2.5 Limitations of rooftop solar for energy burden reduction
Solar alone can only impact the volumetric cost of electricity. As such, in utility territories with high fixed costs or minimum bills, solar will not fully offset electricity bills. Additionally, rooftop solar alone cannot offset energy costs associated with non-electric loads such as natural gas, propane, or fuel oil heating. Figure 7 illustrates that the highest EB across income groups are for households with either propane or fuel oil heating. Moreover, almost all households in the small group of non-LMI solar households whose EB remains above 6% have propane or fuel oil heating. Moderate-income solar households with propane heating also maintain a median EB just above 6% and of all low-income adopters with propane and fuel oil heating, 88% and 80%, respectively, maintain an EB greater than 6%.

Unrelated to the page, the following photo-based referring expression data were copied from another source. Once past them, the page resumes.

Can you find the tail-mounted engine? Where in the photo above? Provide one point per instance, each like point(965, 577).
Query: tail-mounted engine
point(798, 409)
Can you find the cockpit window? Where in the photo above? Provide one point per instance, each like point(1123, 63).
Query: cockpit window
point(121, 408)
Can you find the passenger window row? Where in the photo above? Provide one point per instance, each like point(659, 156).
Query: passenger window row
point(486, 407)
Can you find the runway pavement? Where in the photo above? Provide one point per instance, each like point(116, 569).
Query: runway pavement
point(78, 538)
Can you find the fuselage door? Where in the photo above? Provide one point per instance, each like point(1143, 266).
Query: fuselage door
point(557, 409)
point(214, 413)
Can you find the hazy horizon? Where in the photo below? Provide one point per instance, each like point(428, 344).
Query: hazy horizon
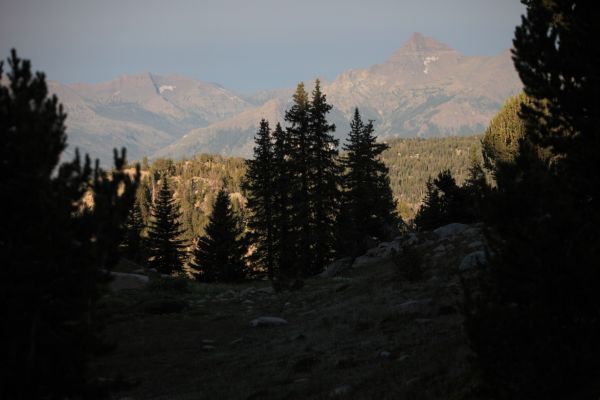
point(244, 47)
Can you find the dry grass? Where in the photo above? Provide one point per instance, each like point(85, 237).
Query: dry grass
point(368, 334)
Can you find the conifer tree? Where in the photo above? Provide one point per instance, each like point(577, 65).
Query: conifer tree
point(133, 242)
point(445, 202)
point(165, 248)
point(535, 324)
point(369, 207)
point(219, 254)
point(259, 185)
point(299, 162)
point(324, 180)
point(285, 267)
point(55, 248)
point(429, 215)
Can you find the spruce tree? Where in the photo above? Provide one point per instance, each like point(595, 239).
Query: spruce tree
point(285, 273)
point(429, 215)
point(369, 207)
point(258, 183)
point(133, 242)
point(324, 181)
point(165, 248)
point(299, 162)
point(55, 246)
point(536, 323)
point(219, 254)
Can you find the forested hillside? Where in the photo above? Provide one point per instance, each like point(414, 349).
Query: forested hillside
point(197, 180)
point(196, 183)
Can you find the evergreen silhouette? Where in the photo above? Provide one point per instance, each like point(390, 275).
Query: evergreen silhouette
point(369, 209)
point(133, 243)
point(445, 202)
point(55, 246)
point(286, 272)
point(534, 325)
point(165, 248)
point(219, 254)
point(259, 185)
point(324, 181)
point(298, 161)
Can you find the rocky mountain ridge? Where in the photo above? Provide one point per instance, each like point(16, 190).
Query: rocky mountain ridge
point(425, 89)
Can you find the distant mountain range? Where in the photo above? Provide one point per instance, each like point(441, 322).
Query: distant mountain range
point(425, 89)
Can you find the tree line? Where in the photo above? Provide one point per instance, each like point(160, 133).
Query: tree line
point(305, 206)
point(533, 314)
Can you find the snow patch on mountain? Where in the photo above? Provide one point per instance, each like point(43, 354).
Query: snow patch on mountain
point(428, 60)
point(164, 88)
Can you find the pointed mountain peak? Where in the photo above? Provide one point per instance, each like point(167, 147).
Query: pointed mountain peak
point(419, 45)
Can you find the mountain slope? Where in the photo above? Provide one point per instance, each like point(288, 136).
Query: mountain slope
point(142, 112)
point(425, 89)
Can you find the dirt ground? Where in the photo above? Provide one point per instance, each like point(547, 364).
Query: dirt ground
point(368, 334)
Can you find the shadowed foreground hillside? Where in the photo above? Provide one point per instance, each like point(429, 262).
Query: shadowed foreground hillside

Since rooftop solar adoption can only reduce EB a limited amount for those with non-electric heating, strategies such as weatherization may be necessary in order to reduce heating energy requirements regardless of fuel type. Alternatively, the electrification of large non-electric loads such as heating would allow for solar to offset those costs, albeit with a larger system. This is an area for further exploration.